Posted by Still employed on Thursday, May 2nd, 2019 at 10:14pm

Tony, of course foreign investment specially in Vancouver played a big role in the formation of the bubble but the stress test was introduced to mitigate the risk of the bubble caused by cheap and easy credit like very low interest rate, amortizations of more than 20-25 years, very low or no down payment, etc....

The stress test, although it came a bit late, was a very smart and good idea to efficiently and partially correct the problem of artificially inflated house prices. It will also help in reducing the risk to financial institutions where people's money are deposited.
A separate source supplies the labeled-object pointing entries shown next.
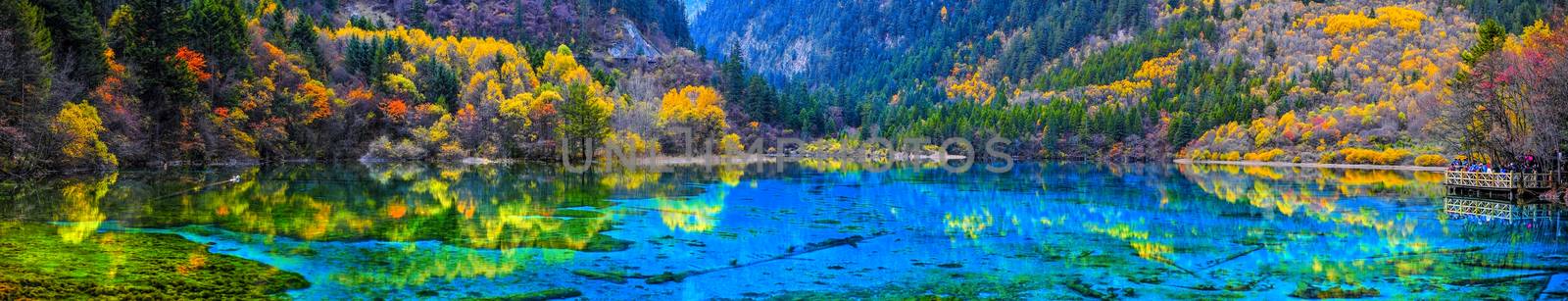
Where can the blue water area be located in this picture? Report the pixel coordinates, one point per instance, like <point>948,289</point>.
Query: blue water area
<point>827,229</point>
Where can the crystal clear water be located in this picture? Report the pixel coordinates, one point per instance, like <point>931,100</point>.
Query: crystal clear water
<point>822,229</point>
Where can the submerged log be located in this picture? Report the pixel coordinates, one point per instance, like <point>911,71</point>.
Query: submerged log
<point>1217,262</point>
<point>1431,253</point>
<point>1490,281</point>
<point>674,276</point>
<point>1513,266</point>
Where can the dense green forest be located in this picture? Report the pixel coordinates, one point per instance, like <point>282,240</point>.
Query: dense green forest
<point>94,85</point>
<point>1212,80</point>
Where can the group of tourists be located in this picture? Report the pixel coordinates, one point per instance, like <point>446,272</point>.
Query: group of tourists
<point>1523,164</point>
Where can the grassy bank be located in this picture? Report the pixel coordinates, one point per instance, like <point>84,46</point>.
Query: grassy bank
<point>41,264</point>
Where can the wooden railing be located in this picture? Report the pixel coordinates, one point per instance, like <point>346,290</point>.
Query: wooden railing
<point>1499,211</point>
<point>1499,180</point>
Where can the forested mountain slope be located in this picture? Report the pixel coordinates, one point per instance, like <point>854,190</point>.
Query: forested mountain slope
<point>1203,78</point>
<point>192,81</point>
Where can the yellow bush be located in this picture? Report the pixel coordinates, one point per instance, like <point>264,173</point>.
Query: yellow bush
<point>1431,160</point>
<point>1231,156</point>
<point>1264,156</point>
<point>1355,156</point>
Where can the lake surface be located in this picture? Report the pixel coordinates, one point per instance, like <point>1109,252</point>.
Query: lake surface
<point>820,229</point>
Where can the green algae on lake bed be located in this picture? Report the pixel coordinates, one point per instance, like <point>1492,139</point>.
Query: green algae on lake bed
<point>41,266</point>
<point>1040,232</point>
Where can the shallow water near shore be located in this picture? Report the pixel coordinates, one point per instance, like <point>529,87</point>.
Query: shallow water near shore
<point>822,229</point>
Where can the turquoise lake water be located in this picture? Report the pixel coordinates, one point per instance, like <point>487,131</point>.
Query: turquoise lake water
<point>823,229</point>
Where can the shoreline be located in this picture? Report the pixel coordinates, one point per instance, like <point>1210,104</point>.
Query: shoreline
<point>1313,165</point>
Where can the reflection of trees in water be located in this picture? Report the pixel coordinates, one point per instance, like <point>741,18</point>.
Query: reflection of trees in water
<point>80,207</point>
<point>494,206</point>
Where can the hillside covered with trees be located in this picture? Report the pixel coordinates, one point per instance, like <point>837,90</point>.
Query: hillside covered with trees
<point>1272,80</point>
<point>190,81</point>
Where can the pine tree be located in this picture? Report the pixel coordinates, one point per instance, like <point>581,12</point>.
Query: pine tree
<point>220,31</point>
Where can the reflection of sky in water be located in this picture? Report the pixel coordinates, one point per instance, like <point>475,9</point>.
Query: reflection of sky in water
<point>1165,230</point>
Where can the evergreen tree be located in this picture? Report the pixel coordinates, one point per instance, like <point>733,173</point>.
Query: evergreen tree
<point>220,31</point>
<point>25,70</point>
<point>169,89</point>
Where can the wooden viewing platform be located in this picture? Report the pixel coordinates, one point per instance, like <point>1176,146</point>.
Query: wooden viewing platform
<point>1489,209</point>
<point>1499,180</point>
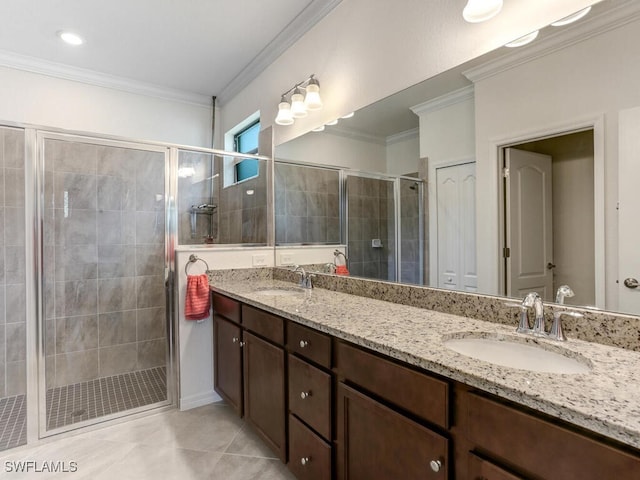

The solution to affordability wouldn't be to cancel the stress test but for prices to correct which might take longer than expected.

Posted by Wally on Friday, May 3rd, 2019 at 2:53am

Surprised that that comment was allowed through Tony but at least it has allowed us to see the shallowness of your intelligence.

Posted by Stu on Saturday, May 4th, 2019 at 11:52pm

Hey All,
I've deleted a number of Tony's comments because they were racist.
@Tony - please be respectful, we appreciate the discussion and healthy debate, without the hate.

Posted by Sara MacLennan on Monday, May 6th, 2019 at 3:57am

You'll learn as I live not that far away from Milliken Mills and about 50 miles from Brampton and Mississauga. Since you live in Edmonton you don't understand what I'm telling you as the bonafide truth. Like I said you'll learn.